HEPATOCELLULAR CARCINOMA ARTICLES

Hepatocellular carcinoma (HCC) is the most common primary liver cancer and a major cause of cancer deaths worldwide. It typically arises in the setting of chronic liver disease, especially cirrhosis caused by chronic hepatitis B or C infection, alcohol abuse, or non alcoholic fatty liver disease. Aflatoxin exposure and metabolic disorders also contribute to risk.

Molecularly, HCC is highly heterogeneous. Frequent alterations affect telomere maintenance, cell cycle control, Wnt β catenin signaling, oxidative stress pathways, and chromatin remodeling. Mutations in TERT promoter, CTNNB1, TP53 and genes regulating epigenetics are common. Distinct molecular subclasses correlate with proliferation, inflammation, metabolic changes and prognosis. The tumor microenvironment, including immune and stromal cells, plays a key role in tumor growth and treatment response.

Diagnosis relies on imaging characteristics in high risk patients, supported by blood markers such as alpha fetoprotein, and increasingly by other serum and imaging biomarkers. Early detection is critical because curative options such as surgical resection, liver transplantation and local ablation are mainly effective in early stage disease.

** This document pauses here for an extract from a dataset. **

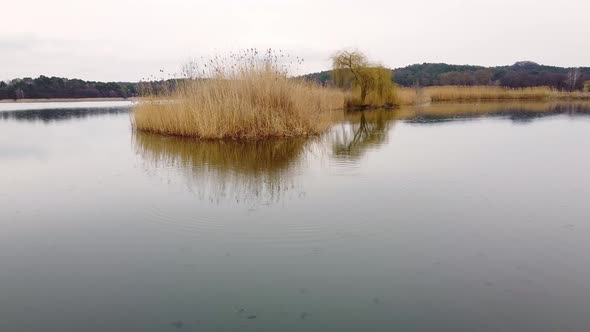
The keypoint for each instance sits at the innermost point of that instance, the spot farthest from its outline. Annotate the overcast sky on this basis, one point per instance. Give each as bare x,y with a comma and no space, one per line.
126,40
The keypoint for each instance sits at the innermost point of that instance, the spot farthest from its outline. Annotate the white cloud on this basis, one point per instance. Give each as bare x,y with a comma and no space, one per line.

For advanced HCC, systemic therapy has expanded beyond multi kinase inhibitors targeting angiogenesis and growth signals. Immune checkpoint inhibitors that block PD 1, PD L1 or CTLA 4 have improved survival, particularly in combination with antiangiogenic agents. However, responses are variable and resistance is common, driving efforts to identify predictive biomarkers and optimize combination regimens. Ongoing research focuses on integrating genomics, immunology, and metabolism to refine risk stratification, personalize therapy, and develop new targeted and immunotherapy approaches that improve outcomes while limiting toxicity.